Turning to the military stories, Michael Cunningham appeared before the magistrates at Batley too.

Charged with Highway Robbery at Staincliffe

An allegation of highway robbery was made to-day in Batley Court against two privates in the 5th Batt. Duke of Wellington’s West Riding Regiment – James Edward Mallody, Blenheim Place, Dewsbury, and Michael Cunningham, King Street, Batley Carr – who were said to be home on sick leave. They were charged with stealing a silver watch and chain, value £2, from James Brown, Brighton Street, Heckmondwike. Mr. Samuel Brearley defended.

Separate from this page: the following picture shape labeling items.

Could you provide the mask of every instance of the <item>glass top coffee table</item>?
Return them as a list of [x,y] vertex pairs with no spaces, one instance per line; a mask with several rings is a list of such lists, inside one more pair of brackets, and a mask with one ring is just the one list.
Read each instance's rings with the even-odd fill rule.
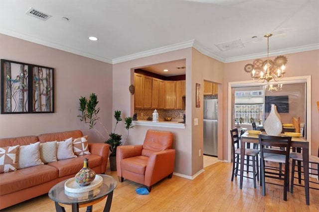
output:
[[[64,180],[52,187],[49,191],[49,197],[54,201],[57,212],[65,212],[63,204],[72,205],[72,212],[79,212],[79,208],[87,207],[87,212],[92,212],[93,205],[104,200],[107,200],[103,212],[109,212],[113,196],[113,190],[116,187],[117,181],[112,177],[99,174],[103,178],[100,187],[92,191],[80,193],[70,193],[64,190]],[[84,187],[85,188],[85,187]]]

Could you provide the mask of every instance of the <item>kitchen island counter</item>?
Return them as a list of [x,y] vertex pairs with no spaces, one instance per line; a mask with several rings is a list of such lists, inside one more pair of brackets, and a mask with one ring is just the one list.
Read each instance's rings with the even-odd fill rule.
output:
[[185,125],[183,123],[174,121],[160,121],[153,122],[152,121],[138,120],[133,121],[134,126],[162,127],[171,128],[185,129]]

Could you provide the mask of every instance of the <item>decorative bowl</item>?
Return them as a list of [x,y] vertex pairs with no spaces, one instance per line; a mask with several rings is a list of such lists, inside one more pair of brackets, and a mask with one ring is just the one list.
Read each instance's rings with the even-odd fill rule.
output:
[[287,136],[290,136],[291,137],[300,137],[301,136],[301,133],[292,133],[290,132],[285,132],[285,135]]
[[261,131],[259,130],[247,130],[248,134],[259,135],[261,133]]

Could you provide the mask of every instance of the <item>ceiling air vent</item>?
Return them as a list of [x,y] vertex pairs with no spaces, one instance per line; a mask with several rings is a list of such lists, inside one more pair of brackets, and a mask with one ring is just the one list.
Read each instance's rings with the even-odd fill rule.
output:
[[52,16],[52,15],[45,14],[43,12],[41,12],[32,7],[30,7],[30,9],[25,12],[25,14],[35,17],[43,21],[46,21]]

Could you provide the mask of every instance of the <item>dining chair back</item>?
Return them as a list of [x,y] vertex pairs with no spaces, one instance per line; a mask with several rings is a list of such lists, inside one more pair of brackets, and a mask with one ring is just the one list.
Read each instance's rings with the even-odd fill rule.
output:
[[[232,153],[233,160],[233,170],[231,176],[231,181],[234,180],[234,176],[237,177],[238,175],[238,170],[240,165],[240,157],[241,148],[240,146],[240,137],[238,135],[238,129],[235,128],[230,130],[230,136],[232,143]],[[245,146],[243,146],[245,148]],[[245,148],[245,155],[246,157],[252,156],[252,164],[250,164],[248,159],[244,159],[246,165],[246,172],[248,173],[247,176],[243,176],[245,177],[253,179],[254,180],[254,187],[256,188],[256,177],[257,180],[259,180],[259,171],[258,163],[258,154],[259,150],[255,149]],[[252,167],[253,170],[250,170],[249,167]],[[253,177],[249,176],[249,173],[253,173]]]
[[[290,193],[292,193],[294,185],[305,187],[305,184],[302,183],[302,181],[304,183],[305,179],[303,177],[304,176],[303,154],[300,152],[291,152],[290,158],[292,159]],[[298,167],[297,170],[295,170],[296,166]],[[317,179],[319,179],[319,147],[317,156],[309,155],[309,169],[312,170],[311,174],[313,175],[317,175]],[[315,171],[313,171],[313,170]],[[296,173],[298,174],[298,184],[295,183],[295,174]],[[316,180],[313,180],[310,178],[309,183],[309,188],[319,190],[319,186],[315,186],[316,184],[319,185],[319,183]]]
[[252,123],[251,123],[251,126],[253,127],[253,130],[257,130],[257,129],[256,127],[256,123],[253,122]]
[[[289,154],[291,145],[291,137],[287,136],[271,136],[260,134],[259,136],[260,146],[261,181],[262,195],[265,196],[266,183],[283,186],[276,183],[266,182],[266,178],[277,179],[284,181],[284,200],[287,200],[287,191],[289,189]],[[271,146],[271,147],[270,147]],[[277,166],[268,165],[268,163],[285,163],[285,171]],[[284,176],[284,178],[282,177]]]

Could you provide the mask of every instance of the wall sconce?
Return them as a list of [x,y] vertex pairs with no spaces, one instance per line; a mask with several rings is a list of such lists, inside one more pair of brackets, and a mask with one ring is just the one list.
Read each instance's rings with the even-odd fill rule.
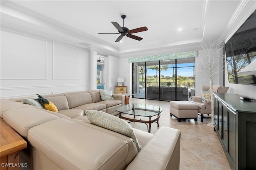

Inspector Ripley said prisoners and complainant got into conversation while walking from Dewsbury to Heckmondwike the other night. All walked on together, and when near the Butcher’s Arms Hotel, Staincliffe, the soldiers suddenly ran away. Brown was surprised and found that his watch and chain had been removed. He gave chase, but failed to find the soldiers and gave information to the police. On Wednesday, a man at the request of the soldiers, tried to pawn the watch at Greenwood’s, Dewsbury, but the police were called and, on the man’s information, prisoners were arrested. When charged Mallody said he took the watch out of Brown’s pocket, but Cunningham denied he was with Mallody at the time.

Both prisoners pleaded guilty, and said they were under the influence of drink when the theft was committed. –

The final item is news from the local Territorials of the 4th King’s Own Yorkshire Light Infantry, stationed at Gainsborough. It appears St Mary’s man Thomas Donlan was amongst the cross-country prize winners.

To be Sportsmen and Soldiers.
Leave for 48 Hours.

Private E. Whiteley Mann, the K.O.Y.L.I. entertainer, called at the “News” Office on Monday whilst enjoying two days’ respite, and left the following news and notes for the benefit of relatives and friends of his comrades-in-arms: —

Forty-eight hours form a short period in which to pay a visit to all one’s friends and relations – it seems all rush, and then back to duties again. But, anyway, it is grand to be able to pay a short visit home. I have had quite a happy time here, but it is embarrassing – everyone who knows you asks you to pay a visit before you return.

We have just finished six months’ training, and it is easier now – or it feels easier! The next few weeks at Gainsborough have happy things in store for us, for we have formed a Battalion Sports Club, and there are prizes and trophies to be won for football, swimming polo, cross-country running and other things, the sole idea being, as our commanding officer said, to make jolly good sportsmen of us as well as soldiers.

The Company, comprising Batley and Morley boys were easily first in the cross-country race on Shrove Tuesday, and also won the swimming competition.

Points for cross-country: — D Co. 142 points, A 86, C 75, B 52.

Details. —1, Private Hilcock, D Co., 5s. ; 2, Private Hatton, A, 4s. ; 3, Sergt. Finnigay, D, 3s. 6d. ; 4, Private Holborry, C, 3s. 6d. ; 5, Private J. Smith, B, 3s. ; 6, Private H. Haigh, C, 3s. ; 7, Corporal Broadhead, A, 2s. ; 8, Private H. Hough, D, 2s, 6d. ; 9 to 22 (in the order given), Privates M. Speight, Wildman, J. Smith, Purdon, Agar, Luxton, Parkes, Lance-Corpl. Smailes, Privates Parry, Mills, Bellwood, T. Donlan, aind [sic] T. Aaron. Capt. Hirst, D, was 18th, but did not take the prize.